When Shostakovich started writing his Ninth Symphony in 1945—and two weeks before the end of World War II—everybody in official circles was expecting some sort of great song of praise to Stalin—á la Beethoven’s Ninth Symphony. As he says (in the muchdisputed Testimony: The Memoirs of Dmitri Shostakovich, as related to and edited by Solomon Volkov),

They wanted a fanfare from me, an ode, they wanted me to write a majestic Ninth Symphony. . . . Everyone praised Stalin, and now I was supposed to join in this unholy affair. There was an appropriate excuse. We had ended the war victoriously; no matter the cost, the important thing was that we won, the empire had expanded. And they demanded that Shostakovich use quadruple winds, choir, and soloists to hail the leader. All the more because Stalin found the number auspicious: the Ninth symphony. The experts told him that I knew my work and therefore Stalin assumed that the symphony in his honor would be a quality piece of music. He would be able to say, ‘There it is, our national Ninth.” I confess that I gave hope to the leader and teacher’s dreams. I announced that I was writing an apotheosis. I was trying to get them off my back but it turned against me. When my Ninth was performed, Stalin was incensed. He was deeply offended, because there was no chorus, no soloists. And no apotheosis. There wasn’t even a paltry dedication. It was just music, which Stalin didn’t understand very well and which was of dubious content. . . . I couldn’t write an apotheosis to Stalin, I simply couldn’t. Indeed, Shostakovich’s Ninth Symphony is about as far away from an apotheosis as you can get. It is almost circus music, what the composer Marian Koval called “musical mischief . . . old man Haydn and a regular American sergeant unsuccessfully made up to look like Charlie Chaplin.” It is also one of Shostakovich’s shortest symphonies.
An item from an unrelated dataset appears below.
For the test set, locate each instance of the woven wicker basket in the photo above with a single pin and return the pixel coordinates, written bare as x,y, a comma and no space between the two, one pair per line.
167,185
The first movement begins with a sprightly theme played by the violins. Soon the trombone enters with two ostentatious notes and the piccolo responds with a nonchalant little melody. Those two themes get tossed around until the middle of the movement when things become a bit harried. The original tunes return played by different instruments and then, the music suddenly ends.

The clarinet begins the second movement with a melancholy waltz tune. After its full statement, the strings enter with a more foreboding melody. Those two tunes alternate for the rest of the movement. It ends with a lonely piccolo accompanied by plucked strings.

The third movement features blisteringly fast finger work for just about everybody, but the frenetic pace can’t go on for long, so it quickly transitions in the fourth movement, announced by the ominous brass. The bassoon has an extended solo over a static chord held by the strings. The brass blare out their theme again and there is another long bassoon solo. This time it transitions into a jaunty but worried new tune. Unannounced, the last movement has begun. The melody sounds like it should be happy, but there is a forced and unsettled quality to it. Suddenly, the tempo takes off and the symphony comes to a frantic close.